In the course of that long life too much regard was shewn to customs and ceremonies, which are merely the trappings of life, and too little to duty and conscience, which are its foundation and object. He attended too much to the outward matters of existence—to riches, to honour, to decency of behaviour, but he thought nothing of the delicacy of mind, which is the strongest pledge of an honest man employed in public affairs. I am not fonder of simpletons in politics than other people, but, for the honour of mankind, I am willing to believe men may be clever and still retain perfect probity and good faith. It would be too dreadful to suppose that one cannot be a statesman without a complete abdication of the government of one's heart. Surely a strong head and powerful abilities are not the sole requisites for regulating the affairs of a government.
[COUNT POZZO DI BORGO.]
There is no county in Europe whose national character is so ancient, so thoroughly peculiar, as the Island of Corsica. Imagine a vast landscape of Salvator Rosa's, with all the features which he alone was capable of depicting, and whose type he has sought in Calabria and the Abruzzi; add to this a people whose disposition is hardy and obstinate; whose affections, love, hatred, or jealousy, are perpetuated from one generation to another; whose proud and patriotic attachment to their native soil forms part of their earliest existence, and terminates only with their life; also cities cheerful as those of Tuscany, and wild, uncultivated, mountainous districts; you will still have but a feeble representation of Corsica, that picturesque and fertile island of the Mediterranean.

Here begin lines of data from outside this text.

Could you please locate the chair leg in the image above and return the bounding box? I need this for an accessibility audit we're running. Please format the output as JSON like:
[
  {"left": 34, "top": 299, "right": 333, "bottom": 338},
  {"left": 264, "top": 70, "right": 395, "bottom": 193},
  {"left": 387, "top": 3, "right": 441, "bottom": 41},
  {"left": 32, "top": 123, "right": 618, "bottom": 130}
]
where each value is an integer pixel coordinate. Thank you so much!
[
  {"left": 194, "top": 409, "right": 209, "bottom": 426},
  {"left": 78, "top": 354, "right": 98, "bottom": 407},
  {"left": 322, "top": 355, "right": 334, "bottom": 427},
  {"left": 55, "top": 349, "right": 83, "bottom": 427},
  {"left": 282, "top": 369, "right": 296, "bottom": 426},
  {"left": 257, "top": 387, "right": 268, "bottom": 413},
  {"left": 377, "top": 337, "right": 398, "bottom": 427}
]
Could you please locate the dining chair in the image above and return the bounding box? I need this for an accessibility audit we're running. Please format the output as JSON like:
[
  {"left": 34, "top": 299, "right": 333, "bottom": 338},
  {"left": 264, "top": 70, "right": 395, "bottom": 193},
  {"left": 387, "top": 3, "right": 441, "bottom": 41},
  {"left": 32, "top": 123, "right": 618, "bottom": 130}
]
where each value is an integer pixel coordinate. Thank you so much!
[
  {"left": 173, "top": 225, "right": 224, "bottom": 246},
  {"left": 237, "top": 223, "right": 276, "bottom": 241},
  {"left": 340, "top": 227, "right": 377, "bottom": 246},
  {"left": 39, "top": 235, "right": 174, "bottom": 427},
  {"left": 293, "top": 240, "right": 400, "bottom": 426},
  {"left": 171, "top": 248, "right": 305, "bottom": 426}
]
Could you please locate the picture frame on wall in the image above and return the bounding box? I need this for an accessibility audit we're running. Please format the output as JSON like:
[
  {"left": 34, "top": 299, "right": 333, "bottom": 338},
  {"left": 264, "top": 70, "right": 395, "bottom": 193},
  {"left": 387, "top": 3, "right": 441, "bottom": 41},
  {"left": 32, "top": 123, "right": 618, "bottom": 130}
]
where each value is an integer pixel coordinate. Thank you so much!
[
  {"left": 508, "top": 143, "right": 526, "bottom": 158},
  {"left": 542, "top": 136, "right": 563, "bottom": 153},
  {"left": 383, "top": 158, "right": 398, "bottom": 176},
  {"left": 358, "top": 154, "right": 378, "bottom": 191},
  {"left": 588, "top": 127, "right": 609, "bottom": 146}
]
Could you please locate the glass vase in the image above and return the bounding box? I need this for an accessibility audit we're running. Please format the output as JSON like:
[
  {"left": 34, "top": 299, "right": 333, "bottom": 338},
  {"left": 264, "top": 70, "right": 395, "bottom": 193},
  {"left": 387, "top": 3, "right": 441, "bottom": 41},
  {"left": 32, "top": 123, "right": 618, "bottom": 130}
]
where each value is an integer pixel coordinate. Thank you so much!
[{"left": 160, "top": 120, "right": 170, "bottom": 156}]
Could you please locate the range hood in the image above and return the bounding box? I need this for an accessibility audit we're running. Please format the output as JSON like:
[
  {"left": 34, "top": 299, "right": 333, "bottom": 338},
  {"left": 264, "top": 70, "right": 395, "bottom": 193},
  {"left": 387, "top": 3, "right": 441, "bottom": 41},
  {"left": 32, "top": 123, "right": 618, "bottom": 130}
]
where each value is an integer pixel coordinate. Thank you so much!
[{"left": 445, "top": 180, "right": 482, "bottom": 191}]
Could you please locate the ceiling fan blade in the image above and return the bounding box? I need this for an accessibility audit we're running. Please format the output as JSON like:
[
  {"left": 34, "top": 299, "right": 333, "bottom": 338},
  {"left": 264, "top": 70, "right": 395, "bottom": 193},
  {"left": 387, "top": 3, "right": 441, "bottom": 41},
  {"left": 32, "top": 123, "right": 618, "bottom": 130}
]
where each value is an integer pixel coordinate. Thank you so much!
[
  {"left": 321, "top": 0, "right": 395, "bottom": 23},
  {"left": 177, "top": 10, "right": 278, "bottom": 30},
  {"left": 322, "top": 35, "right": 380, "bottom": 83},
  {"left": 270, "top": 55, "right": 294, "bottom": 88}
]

The population is divided into two distinct races; the one comprehending the old aboriginal families, the other composed of foreign colonists, the greater part descended from refugees who were compelled to fly from revolutions in Piémont, Genoa, and Tuscany, and were successively deposited in the island, like the layers of lava around a volcano. To the first of these races belong the Paolis and the Pozzo di Borgos; to the second, the Buonapartes and the Salicettis. According to the usual custom among primitive nations, each family forms a clan, and each village a community; sentiments are inherited like the patrimony of the family—it is like ancient Rome suckled by a wolf in the time of the companions of Romulus.

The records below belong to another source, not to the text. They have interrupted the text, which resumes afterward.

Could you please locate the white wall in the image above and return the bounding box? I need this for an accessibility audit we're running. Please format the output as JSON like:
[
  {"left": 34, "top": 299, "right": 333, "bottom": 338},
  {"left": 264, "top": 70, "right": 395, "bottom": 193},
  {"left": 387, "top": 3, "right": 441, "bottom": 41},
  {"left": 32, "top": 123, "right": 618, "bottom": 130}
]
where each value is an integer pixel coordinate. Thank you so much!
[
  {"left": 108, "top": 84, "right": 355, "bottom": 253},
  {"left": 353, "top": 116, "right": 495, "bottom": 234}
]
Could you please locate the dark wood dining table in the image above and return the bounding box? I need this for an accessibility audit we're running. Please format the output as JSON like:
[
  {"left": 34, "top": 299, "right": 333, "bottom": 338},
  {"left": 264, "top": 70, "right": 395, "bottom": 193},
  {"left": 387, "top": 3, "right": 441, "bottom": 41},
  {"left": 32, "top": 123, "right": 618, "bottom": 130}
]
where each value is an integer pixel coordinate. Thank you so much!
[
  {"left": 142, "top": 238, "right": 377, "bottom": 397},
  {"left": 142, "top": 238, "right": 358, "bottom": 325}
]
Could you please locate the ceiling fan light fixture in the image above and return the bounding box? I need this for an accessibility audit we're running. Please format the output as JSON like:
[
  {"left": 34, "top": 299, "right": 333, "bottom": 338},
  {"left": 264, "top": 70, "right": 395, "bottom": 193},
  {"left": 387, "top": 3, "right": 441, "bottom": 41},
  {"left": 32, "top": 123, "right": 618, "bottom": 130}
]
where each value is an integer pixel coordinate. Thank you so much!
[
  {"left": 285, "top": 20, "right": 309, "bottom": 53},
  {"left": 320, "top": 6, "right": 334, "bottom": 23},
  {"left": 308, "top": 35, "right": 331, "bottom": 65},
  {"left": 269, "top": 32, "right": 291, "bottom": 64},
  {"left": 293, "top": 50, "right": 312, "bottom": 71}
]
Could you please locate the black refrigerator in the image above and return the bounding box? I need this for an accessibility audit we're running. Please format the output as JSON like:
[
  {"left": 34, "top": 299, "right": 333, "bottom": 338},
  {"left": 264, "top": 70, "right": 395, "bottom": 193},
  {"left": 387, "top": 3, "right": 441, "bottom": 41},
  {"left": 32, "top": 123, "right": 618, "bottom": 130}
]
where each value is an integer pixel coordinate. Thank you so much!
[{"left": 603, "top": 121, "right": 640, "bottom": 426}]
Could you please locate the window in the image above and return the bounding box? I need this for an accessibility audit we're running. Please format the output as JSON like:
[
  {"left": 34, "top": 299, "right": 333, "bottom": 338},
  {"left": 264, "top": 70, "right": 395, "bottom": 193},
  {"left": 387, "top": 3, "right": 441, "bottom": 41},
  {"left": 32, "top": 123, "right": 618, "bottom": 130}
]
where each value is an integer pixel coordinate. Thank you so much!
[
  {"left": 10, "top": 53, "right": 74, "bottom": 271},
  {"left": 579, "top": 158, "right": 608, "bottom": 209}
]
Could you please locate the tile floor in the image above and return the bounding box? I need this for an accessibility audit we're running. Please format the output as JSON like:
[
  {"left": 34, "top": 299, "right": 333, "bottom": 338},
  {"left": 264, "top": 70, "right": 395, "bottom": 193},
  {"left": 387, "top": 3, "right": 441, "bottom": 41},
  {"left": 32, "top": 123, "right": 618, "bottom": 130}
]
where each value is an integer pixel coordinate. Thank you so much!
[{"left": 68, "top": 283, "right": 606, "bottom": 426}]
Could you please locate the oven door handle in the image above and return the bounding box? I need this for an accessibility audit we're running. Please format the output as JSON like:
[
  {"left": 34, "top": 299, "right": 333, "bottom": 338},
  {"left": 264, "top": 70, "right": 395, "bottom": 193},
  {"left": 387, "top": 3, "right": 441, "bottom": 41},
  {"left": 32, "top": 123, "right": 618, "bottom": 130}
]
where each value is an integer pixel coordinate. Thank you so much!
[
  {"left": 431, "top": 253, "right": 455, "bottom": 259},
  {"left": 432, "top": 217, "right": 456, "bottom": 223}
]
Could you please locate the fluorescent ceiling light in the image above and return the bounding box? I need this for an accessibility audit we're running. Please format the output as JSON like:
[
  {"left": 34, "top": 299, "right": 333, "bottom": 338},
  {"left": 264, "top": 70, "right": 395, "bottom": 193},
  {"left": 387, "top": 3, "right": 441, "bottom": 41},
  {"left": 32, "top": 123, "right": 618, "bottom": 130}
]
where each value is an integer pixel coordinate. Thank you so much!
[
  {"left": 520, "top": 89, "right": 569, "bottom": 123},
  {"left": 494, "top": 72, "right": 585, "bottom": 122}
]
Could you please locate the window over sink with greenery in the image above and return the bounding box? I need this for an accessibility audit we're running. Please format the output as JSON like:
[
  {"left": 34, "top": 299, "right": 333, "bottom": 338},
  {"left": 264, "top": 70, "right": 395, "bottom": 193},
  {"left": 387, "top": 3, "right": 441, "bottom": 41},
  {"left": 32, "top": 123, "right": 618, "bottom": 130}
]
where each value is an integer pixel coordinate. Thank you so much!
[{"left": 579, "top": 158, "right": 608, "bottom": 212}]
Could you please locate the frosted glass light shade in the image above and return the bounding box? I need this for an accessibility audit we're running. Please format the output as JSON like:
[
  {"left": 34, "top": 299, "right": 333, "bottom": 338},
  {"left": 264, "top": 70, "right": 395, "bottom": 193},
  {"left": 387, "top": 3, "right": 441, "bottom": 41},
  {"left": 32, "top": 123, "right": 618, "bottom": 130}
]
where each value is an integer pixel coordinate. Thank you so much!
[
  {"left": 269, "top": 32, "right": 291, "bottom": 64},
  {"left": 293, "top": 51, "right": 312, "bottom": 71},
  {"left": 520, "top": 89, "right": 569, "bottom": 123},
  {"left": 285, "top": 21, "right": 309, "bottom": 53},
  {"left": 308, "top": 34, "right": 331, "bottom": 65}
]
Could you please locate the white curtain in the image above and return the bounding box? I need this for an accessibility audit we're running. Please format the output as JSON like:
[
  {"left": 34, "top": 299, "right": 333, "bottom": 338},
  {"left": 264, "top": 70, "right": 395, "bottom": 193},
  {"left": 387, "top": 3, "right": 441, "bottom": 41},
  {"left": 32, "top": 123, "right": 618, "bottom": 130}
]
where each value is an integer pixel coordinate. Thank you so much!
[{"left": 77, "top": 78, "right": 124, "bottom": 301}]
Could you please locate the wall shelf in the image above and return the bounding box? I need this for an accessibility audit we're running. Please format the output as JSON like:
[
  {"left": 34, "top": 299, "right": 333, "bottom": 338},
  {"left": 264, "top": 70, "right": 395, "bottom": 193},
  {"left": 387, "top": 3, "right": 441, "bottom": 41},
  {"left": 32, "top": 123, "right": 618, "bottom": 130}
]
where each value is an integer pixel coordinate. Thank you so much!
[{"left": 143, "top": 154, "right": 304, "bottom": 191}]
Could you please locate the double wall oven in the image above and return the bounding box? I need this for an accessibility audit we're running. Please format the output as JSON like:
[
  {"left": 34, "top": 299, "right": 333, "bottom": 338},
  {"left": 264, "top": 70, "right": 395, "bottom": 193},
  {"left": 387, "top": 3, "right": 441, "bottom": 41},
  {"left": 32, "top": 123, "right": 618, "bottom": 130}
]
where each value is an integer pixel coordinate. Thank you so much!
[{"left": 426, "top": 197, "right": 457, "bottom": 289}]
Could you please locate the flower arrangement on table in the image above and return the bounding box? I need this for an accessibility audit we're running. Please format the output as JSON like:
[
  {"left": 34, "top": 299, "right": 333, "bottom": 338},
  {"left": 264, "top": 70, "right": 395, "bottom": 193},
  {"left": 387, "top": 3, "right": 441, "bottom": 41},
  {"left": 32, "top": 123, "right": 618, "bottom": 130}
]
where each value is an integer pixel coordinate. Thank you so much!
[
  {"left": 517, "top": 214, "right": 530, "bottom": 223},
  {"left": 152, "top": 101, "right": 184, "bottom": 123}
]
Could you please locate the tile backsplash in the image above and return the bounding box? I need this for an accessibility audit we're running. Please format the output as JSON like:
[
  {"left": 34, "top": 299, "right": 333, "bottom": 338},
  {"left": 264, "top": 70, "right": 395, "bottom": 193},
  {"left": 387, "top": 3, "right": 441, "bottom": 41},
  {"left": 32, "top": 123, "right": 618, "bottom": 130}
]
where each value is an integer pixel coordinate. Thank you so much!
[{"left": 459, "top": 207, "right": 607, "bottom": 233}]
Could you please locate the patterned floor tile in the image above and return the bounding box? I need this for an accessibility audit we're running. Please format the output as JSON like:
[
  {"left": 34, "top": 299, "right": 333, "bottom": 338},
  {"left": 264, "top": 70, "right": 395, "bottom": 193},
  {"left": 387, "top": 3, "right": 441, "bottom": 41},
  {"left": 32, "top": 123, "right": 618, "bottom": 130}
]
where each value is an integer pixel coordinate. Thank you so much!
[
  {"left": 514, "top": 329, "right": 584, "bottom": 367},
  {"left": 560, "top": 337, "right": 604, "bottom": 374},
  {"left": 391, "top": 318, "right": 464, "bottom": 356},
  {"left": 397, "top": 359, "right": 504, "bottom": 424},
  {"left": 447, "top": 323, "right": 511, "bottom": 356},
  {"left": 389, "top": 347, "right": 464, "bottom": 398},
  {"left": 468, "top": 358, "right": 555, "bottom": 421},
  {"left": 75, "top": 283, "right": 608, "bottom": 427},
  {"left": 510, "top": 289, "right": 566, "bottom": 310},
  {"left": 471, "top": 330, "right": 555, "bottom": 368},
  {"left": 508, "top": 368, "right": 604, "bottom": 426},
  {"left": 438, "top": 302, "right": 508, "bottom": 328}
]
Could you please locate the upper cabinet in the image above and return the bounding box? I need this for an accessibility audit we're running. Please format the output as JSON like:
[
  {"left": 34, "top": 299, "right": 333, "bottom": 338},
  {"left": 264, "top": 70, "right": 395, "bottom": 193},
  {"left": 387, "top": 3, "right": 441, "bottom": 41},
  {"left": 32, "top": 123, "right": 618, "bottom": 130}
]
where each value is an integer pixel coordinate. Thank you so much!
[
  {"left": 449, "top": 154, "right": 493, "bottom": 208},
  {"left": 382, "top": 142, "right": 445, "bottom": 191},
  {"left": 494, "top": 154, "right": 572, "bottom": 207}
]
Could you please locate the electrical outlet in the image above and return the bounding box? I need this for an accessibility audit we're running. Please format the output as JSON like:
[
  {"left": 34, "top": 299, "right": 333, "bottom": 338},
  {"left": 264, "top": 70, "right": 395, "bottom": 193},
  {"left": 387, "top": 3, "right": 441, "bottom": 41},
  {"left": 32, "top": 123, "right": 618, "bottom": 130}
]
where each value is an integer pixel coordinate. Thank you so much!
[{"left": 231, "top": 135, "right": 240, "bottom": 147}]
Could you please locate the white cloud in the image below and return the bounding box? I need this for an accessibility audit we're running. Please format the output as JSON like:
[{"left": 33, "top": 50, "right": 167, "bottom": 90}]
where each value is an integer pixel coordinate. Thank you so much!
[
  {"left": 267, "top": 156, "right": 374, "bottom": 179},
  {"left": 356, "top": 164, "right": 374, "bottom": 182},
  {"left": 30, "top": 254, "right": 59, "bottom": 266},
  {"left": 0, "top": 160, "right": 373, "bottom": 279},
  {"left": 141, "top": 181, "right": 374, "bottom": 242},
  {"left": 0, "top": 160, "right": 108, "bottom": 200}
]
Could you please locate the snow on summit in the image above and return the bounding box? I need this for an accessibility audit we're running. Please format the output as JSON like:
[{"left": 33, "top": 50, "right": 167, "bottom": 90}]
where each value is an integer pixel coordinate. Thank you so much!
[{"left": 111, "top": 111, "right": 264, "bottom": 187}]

The family of the Pozzo di Borgos, as I have already stated, belongs to the aboriginal races; its antiquity may be ascertained by consulting the book of the statutes of Corsica, and also the history of the feudal war between the Castellans of Montechi and the city of Ajaccio, of which they even disputed the sovereignty. One of the family is mentioned in the charters as orator of the people, and at the time the island was under the dominion of Genoa, the illustrious Pozzo di Borgo is described as attorney-general for the provinces of Ajaccio and Sartene; his name, like that of the Paolis, was Pascal. His opponents, even at that period, were from the family of the Bacciochi, then merely merchants of Ajaccio; and his notary was Jerome Buonaparte, who certifies the mission of Captain Secondos Pozzo di Borgo, deputy to the republic of Genoa.[16] There is some pleasure in relating these circumstances, because the life of Count Pozzo di Borgo, during its whole course, appeared to be connected with ancient times. Nothing is forgotten on that burning soil, and we shall again meet with the Paolis, the Buonapartes, the Pozzos, the Bacciochis, and the Salicettis, engaged in the most important conflicts on the theatre of the great world, as they had formerly been in the little town of Ajaccio.